J. W. Paulis. Copyright 1981 by the American Association of Cereal Chemists, Inc. 

Zein, the prolamine fraction of corn protein, consists of a series of disulfide-linked oligomers varying in molecular weight and intramolecular disulfide-bonded polypeptides, as demonstrated by gel filtration and sodium dodecyl sulfate-polyacrylamide gel electrophoresis (SDS-PAGE). Whole native zein from normal corn was fractionated with 95% enthanol to obtain a soluble alpha-fraction and an insoluble beta-fraction. The unreduced alpha-fraction consisted of a series of oligomers; SDS-PAGE revealed a prominent band at a molecular weight of 24,000. The native alpha-component was heterogeneous by both PAGE at pH 3.5 and by isoelectric focusing between pH 6 and 9. The beta-component did not migrate into the gel during SDS- PAGE and showed only a streak following PAGE at pH 3.5 because it was too high in molecular weight.
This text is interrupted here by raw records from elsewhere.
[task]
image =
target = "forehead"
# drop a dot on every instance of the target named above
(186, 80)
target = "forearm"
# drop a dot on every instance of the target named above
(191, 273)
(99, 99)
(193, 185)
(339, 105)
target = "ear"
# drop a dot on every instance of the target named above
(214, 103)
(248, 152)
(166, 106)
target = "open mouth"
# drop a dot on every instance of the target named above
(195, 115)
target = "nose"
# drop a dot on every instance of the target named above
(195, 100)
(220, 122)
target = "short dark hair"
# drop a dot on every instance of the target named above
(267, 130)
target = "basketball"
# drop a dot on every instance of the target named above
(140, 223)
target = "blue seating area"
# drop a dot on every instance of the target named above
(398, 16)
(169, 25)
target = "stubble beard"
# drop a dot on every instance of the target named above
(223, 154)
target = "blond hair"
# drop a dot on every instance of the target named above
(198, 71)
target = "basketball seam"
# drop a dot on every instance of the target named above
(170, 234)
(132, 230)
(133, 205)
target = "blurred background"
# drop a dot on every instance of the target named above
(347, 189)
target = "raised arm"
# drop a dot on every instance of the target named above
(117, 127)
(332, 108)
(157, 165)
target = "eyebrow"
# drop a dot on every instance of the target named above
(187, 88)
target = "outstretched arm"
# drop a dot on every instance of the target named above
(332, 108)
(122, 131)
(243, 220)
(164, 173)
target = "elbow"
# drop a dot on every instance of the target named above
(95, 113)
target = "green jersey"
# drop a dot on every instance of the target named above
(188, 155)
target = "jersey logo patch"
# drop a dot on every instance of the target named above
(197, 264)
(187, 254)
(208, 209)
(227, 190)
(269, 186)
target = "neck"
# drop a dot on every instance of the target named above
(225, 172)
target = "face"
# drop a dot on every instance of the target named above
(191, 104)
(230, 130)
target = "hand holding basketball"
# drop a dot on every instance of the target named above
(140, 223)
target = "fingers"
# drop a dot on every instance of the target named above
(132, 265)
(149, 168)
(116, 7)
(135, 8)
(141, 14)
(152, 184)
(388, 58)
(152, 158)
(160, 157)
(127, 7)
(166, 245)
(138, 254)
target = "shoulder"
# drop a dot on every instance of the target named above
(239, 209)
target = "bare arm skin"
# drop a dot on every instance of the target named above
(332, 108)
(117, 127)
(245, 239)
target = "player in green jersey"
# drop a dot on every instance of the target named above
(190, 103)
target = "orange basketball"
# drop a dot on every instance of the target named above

The alpha- and beta-fractions after reduction of disulfides exhibited both 22,000 and 24,000-mol wt subunits upon SDS-PAGE. Native zein from high-lysine corn (opaque-2) contained no 22,000-mol wt monomers. However, reduced opaque-2 zein contained 22,000-mol wt subunits but had a smaller proportion of 24,000-mol wt subunits than did normal zein. Fundamental compositional and functional differences in the 22,000 and 24,000-mol wt categories of zein polypeptide chains may result in differences in properties of normal and high-lysine zeins.